2) Tozlar (silikon vb.) evdeki böcekleri kontrol etmek için de kullanılır.

5. İstenmeyen türler, organizmalar ile başa çıkma yöntemleri:

1) zararlılara dayanıklı çeşitlerin yetiştirilmesine dayanan yetiştirme yöntemleri;

2) Organizmaların hastalık ve zararlılara karşı direncini artıran genetik mühendisliği yöntemleri. Bu, caydırıcı veya zehirli özellikleri belirleyen, insanları ilgilendiren organizmaların genomuna yabancı genlerin eklenmesiyle mümkündür. Özellikle domateslerin direnci, tırtılları ve haşereleri öldürebilen proteinler üreten bakterilerin genomlarına dahil edilmesiyle önemli ölçüde arttı;

3) entegre yöntemler. Kimyasalların kullanımında önemli bir azalma ile biyolojik, agroteknik, yetiştirme tekniklerinin kombinasyonlarının kullanılması. Bunlar, kimyasalların tamamen terk edilmesine giden yolda geçiş yöntemleridir;

4) Biyolojik mücadele yöntemleri sisteminde kültür bitki ve hayvan çeşitliliğinin artırılmasına da büyük önem verilmektedir.
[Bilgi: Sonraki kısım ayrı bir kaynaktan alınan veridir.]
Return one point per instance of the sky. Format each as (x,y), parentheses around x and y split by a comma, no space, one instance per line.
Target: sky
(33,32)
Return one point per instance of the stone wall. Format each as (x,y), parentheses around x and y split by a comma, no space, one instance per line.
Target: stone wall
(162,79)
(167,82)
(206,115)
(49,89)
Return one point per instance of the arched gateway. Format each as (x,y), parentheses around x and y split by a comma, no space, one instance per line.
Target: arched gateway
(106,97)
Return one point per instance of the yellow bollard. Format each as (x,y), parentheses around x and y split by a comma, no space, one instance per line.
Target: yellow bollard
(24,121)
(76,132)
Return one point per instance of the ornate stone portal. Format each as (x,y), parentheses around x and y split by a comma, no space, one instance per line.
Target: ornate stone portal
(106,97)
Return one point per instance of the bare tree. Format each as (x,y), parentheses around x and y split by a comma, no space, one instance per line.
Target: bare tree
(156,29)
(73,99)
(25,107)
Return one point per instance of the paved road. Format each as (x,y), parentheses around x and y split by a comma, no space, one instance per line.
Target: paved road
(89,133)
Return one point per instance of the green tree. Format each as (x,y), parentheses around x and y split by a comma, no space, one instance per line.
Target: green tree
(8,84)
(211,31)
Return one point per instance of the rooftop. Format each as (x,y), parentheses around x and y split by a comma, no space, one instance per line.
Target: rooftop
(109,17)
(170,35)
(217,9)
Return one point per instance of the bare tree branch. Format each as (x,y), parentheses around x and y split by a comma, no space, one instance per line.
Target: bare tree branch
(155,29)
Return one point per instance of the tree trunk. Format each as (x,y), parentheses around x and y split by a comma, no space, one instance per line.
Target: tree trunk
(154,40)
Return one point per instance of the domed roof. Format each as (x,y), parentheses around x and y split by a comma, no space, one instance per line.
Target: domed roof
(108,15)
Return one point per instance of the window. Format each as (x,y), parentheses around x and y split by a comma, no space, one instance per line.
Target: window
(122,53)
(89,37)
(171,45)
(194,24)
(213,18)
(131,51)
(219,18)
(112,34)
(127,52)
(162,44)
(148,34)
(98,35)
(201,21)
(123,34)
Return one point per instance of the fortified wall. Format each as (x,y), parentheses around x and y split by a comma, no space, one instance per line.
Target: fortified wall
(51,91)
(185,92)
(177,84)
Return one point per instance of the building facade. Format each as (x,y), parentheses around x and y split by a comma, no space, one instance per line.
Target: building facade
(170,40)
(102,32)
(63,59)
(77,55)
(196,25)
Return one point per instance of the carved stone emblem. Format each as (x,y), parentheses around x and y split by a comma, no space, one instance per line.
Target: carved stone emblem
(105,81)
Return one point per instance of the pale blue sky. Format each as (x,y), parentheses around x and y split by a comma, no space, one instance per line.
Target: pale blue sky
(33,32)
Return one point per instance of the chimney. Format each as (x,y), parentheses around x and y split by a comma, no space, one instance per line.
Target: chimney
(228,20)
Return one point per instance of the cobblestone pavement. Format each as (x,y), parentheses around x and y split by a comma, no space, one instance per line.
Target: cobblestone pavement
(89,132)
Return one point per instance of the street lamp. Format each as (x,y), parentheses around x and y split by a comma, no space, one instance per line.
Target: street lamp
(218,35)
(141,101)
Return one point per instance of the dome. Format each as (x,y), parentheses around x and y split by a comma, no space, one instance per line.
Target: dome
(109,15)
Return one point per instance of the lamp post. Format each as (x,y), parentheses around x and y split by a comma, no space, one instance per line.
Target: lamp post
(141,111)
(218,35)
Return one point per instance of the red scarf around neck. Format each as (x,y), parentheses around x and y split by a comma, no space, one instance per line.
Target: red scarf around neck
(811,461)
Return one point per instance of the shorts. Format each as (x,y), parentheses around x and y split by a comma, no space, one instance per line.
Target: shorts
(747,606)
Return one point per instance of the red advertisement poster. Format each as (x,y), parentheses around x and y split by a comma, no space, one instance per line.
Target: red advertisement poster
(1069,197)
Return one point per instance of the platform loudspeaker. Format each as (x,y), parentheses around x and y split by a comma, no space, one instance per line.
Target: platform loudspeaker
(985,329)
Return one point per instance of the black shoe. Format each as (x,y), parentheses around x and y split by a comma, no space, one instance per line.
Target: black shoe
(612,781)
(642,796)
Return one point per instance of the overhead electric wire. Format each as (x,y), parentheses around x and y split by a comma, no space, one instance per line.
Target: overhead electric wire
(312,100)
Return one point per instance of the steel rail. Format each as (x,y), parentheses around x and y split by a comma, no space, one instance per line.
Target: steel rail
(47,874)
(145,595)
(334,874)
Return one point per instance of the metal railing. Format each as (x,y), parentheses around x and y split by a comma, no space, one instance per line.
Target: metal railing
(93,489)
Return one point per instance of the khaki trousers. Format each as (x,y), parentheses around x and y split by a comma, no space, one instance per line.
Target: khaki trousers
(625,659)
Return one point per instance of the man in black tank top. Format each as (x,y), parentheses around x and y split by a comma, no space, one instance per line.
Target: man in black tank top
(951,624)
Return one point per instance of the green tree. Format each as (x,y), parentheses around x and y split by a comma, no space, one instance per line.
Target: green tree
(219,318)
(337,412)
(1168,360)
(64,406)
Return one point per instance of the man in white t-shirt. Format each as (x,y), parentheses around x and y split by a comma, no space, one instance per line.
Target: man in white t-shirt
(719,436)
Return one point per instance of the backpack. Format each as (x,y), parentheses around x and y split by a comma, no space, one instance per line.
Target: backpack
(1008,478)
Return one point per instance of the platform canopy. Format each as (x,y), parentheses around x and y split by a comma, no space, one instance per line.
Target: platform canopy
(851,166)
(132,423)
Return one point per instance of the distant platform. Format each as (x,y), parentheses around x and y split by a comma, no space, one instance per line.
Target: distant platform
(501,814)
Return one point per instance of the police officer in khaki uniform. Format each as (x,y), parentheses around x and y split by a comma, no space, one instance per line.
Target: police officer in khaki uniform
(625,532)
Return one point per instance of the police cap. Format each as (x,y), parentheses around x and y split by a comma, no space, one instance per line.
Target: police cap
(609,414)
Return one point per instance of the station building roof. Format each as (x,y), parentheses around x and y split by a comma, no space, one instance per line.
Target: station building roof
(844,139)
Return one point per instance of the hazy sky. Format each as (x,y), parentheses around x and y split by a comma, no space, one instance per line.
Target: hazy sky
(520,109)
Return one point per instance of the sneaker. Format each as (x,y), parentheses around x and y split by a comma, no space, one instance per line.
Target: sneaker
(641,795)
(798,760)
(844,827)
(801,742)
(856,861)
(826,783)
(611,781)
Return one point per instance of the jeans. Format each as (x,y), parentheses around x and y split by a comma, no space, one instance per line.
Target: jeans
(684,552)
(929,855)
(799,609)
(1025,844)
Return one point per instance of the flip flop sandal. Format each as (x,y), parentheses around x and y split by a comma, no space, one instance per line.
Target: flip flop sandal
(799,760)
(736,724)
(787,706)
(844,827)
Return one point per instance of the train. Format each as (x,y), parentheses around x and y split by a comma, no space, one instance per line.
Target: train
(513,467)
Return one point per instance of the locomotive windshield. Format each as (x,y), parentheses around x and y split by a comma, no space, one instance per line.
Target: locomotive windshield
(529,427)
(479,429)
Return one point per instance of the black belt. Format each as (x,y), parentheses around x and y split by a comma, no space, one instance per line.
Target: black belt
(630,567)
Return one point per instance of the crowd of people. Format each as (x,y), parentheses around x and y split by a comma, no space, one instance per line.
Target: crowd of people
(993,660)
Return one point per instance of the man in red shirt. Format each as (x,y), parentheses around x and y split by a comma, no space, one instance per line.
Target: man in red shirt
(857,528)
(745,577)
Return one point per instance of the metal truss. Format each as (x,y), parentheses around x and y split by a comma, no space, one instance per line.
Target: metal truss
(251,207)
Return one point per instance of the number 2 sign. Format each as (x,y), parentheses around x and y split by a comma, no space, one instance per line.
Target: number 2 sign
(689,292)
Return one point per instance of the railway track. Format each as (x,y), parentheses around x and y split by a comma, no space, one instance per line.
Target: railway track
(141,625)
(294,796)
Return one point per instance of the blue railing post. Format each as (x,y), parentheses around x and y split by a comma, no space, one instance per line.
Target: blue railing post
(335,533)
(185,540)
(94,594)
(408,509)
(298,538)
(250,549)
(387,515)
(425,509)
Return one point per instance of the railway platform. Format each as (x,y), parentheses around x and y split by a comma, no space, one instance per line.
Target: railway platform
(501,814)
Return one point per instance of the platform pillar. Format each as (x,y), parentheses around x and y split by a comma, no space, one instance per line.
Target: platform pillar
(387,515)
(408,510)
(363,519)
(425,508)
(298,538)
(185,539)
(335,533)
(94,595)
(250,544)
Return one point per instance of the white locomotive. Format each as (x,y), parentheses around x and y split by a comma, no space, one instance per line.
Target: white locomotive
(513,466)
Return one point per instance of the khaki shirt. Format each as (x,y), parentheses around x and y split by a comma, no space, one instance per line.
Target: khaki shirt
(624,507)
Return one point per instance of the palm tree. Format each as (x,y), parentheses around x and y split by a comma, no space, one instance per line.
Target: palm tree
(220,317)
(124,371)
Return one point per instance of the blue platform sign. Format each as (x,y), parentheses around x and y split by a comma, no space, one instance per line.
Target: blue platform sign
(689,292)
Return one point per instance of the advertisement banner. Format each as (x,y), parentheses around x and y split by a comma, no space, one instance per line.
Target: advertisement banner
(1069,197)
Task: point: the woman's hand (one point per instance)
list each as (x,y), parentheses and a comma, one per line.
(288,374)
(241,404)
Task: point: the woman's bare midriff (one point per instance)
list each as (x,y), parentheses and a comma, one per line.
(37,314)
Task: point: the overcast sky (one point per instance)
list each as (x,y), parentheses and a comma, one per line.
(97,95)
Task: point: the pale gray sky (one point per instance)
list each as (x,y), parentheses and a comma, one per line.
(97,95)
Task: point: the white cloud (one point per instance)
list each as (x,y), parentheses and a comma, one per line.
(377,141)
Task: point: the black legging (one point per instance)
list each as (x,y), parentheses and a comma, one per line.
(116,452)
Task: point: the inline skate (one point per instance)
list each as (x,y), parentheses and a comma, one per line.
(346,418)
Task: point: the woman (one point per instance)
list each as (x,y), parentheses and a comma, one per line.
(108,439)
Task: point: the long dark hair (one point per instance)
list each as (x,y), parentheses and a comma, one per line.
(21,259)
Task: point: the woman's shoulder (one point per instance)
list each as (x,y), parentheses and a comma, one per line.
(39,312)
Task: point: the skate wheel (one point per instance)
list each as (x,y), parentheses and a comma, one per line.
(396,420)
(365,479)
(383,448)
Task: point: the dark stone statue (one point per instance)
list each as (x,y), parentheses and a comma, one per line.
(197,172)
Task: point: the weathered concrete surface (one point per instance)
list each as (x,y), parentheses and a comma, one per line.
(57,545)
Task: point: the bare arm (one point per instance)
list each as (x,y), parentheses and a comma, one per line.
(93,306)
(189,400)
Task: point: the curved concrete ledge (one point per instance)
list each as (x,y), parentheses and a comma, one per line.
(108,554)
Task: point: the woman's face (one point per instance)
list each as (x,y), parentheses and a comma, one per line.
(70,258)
Aynı zamanda dirençli türleri (çeşitler veya cinsler) koruyarak kaybolma şanslarını da azaltır.

33. Modern hayvancılık uygulamalarının ekolojik sonuçları

Çevre üzerinde büyük bir etkisi var büyük hayvancılık kompleksleri. Nüfusu 10 bin olan büyükbaş hayvancılık işletmeleri, 100-150 bin nüfuslu bir şehrin atıklarına eşdeğer miktarda kirlilik üretiyor. Sadece yedi tavuk yetiştirmek, bir kişinin ürettiği atıkla eşdeğerdir. 100 başlı bir domuz çiftliği atmosfere saatte yaklaşık 1,5 milyar mikroorganizma, 160 kg amonyak, yaklaşık 14 kg hidrojen sülfür ve 25 kg toz salmaktadır. Büyük hayvancılık kompleksleri, ekonomik çıkarların çevresel çıkarların üstünde tutulduğu ana örneklerden biridir. Burada, ortaya çıkan ürünlerin maliyeti genellikle önemli ölçüde azaltılır, üretim süreçleri mekanize edilir ve otomatikleştirilir ve hayvancılık endüstriyel bir temele aktarılır. Ancak çevresel maliyetler her zaman dikkate alınmaz. Bunun nedeni hayvan atıklarından değil, öncelikle miktarından kaynaklanmaktadır. Özellikle gübre her zaman köylü çiftliklerinin refahı için bir fayda ve koşul olmuştur. Tarlalara taşınan gübre, çevreyi kirletmeden dolaşım süreçlerine dahil edilerek verim artışı sağlandı. Hayvanları otlatırken çevre kirliliği konusunda da büyük sorunlar yaşanmadı, bu durum dışkıların meralara eşit şekilde dağıtılması ve dolayısıyla doğal döngülere dahil edilmesiyle açıklandı. Ancak hayvancılığın yoğunlaştığı büyük işletmelerde olumlu olaylar olumsuz olaylara dönüşmeye başladı. Bu durumda ekosistemler üzerinde yıkıcı etkisi olan zararlı atık birikimi söz konusuydu.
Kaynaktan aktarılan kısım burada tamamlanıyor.